Objections and Replies
Objection 1
• Even granting that I’m an instantaneous person-stage, there are innumerable
other instantaneous things that occupy the same region but are different because
they have different temporal properties in virtue of having different temporal
counterparts. They’re intrinsic duplicates of me and so worthy of moral
consideration (by Premise 2—intrinsic duplicates have same moral status).
Competition again.
• Response: Rather than admitting a multiplicity of entities with different temporal
counterparts, the stage theorist should instead admit a multiplicity of counterpart
relations…There is just one object coincident with me – me – but that object
instantiates different temporal properties relative to different counterpart
relations.
Objection 2
• But now things look even worse for the stage theorist…[I]f facts about what I will
do are relativized to a counterpart relation, it seems that facts about what it is
practically rational for me to do now must also be relativized to a choice of
counterpart relation…If it’s true of me that I ought to save for retirement, it’s true
simpliciter, not simply true qua person. Mutatis mutandis for moral facts.

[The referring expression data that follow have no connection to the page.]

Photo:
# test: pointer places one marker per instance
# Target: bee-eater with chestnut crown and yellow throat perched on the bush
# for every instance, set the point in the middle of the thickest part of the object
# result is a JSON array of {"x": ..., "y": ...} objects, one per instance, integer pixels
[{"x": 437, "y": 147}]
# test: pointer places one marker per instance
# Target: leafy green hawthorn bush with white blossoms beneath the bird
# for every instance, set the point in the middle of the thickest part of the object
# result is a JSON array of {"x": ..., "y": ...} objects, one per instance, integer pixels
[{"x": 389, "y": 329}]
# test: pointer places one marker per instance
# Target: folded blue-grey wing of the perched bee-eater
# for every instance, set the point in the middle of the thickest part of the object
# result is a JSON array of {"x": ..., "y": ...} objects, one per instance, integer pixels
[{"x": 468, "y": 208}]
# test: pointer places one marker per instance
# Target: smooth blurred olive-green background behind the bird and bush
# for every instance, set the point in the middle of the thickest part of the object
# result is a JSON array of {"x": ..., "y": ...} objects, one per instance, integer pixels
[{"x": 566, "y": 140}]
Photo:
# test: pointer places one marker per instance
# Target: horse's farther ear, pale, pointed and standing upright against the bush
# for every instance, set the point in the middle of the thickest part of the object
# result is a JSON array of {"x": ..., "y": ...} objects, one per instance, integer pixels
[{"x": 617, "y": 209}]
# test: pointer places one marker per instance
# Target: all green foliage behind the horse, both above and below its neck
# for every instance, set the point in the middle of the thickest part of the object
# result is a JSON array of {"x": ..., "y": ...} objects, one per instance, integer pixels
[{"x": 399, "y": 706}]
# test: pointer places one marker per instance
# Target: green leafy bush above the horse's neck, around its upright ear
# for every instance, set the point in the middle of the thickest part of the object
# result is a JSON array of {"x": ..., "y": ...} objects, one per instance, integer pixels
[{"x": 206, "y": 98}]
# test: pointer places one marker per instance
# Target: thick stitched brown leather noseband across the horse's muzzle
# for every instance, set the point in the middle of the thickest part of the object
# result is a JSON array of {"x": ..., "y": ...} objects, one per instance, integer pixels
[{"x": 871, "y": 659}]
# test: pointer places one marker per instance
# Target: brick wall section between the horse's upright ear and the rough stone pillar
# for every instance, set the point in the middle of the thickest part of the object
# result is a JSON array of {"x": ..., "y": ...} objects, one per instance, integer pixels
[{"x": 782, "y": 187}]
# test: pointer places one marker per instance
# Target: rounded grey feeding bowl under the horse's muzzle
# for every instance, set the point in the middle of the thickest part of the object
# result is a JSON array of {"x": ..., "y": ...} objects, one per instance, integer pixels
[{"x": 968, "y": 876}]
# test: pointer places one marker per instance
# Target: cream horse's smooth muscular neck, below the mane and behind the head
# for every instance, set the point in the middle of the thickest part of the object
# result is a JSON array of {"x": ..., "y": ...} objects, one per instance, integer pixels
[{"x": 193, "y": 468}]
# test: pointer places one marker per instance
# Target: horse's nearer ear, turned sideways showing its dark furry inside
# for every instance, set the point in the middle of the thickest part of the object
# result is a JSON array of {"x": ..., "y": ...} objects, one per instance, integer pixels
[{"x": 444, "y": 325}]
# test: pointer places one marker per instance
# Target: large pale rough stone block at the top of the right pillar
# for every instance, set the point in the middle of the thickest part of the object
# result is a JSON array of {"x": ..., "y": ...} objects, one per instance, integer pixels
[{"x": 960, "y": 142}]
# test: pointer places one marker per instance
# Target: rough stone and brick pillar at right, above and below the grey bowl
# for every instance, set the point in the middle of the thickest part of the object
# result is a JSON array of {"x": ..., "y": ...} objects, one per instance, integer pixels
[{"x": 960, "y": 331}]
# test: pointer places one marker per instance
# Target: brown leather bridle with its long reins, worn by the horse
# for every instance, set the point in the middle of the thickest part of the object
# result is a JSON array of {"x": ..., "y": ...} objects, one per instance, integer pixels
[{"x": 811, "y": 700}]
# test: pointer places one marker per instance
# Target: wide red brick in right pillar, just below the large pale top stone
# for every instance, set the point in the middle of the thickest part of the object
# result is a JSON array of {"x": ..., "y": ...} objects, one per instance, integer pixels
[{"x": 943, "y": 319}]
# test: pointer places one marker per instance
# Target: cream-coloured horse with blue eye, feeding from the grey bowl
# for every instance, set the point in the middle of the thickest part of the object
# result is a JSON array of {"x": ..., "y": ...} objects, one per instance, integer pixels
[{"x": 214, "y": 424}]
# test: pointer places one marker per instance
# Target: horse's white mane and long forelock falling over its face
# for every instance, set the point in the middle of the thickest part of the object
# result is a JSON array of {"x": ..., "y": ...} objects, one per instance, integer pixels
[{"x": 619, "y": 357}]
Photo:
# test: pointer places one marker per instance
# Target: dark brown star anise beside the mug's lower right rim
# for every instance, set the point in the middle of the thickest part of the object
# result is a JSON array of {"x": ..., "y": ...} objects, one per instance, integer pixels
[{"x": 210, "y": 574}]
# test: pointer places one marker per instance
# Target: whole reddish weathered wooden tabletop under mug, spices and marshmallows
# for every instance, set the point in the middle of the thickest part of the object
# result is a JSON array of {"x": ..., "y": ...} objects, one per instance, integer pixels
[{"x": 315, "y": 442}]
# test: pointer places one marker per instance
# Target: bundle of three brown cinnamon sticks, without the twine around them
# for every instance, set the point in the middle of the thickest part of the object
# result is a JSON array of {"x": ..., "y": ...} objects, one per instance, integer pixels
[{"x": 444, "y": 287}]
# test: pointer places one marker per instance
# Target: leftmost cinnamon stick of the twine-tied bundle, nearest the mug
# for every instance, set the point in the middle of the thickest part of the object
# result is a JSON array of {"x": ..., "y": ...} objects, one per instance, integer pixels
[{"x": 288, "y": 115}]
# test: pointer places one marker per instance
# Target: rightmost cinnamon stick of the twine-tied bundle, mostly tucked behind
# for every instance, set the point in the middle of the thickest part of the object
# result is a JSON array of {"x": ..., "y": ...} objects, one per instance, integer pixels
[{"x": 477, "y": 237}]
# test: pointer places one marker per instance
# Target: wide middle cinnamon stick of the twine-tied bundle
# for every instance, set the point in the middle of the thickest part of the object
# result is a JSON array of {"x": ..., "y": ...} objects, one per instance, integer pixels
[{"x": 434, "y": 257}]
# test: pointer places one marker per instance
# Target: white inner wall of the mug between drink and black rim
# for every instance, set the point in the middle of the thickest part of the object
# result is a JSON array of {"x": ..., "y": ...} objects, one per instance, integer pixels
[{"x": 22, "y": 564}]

• Response: Rather than relativizing moral and practical claims to a choice of
temporal counterpart relation, the stage theorist should simply insist that there is
a particular counterpart relation – the relation I’ve called R – such that what I
ought…to do now depends on what will be true of me relative to that counterpart
relation. The purpose of a theory of personal identity, as the stage theorist
conceives of it, is precisely to figure out what this relation is…For that I need to
know which relation is the one that matters.
Conclusion
[I]f personites turned out to be intrinsically identical to some (albeit merely
possible) thing with moral status, it’s not clear on what rational grounds we
could possibly resist the conclusion that they have moral status too.
But this conclusion, if true, is disastrous – it’s incompatible with even our most
basic intuitions about how to lead a minimally ethical and well-ordered life.
In this paper, however, I have argued that although the personite problem is a
problem for the worm theory, it does not affect the stage theory…
[T]he stage theory is compatible with our basic ethical and prudential principles
and the worm theory is not. So much the worse, then, for the worm theory.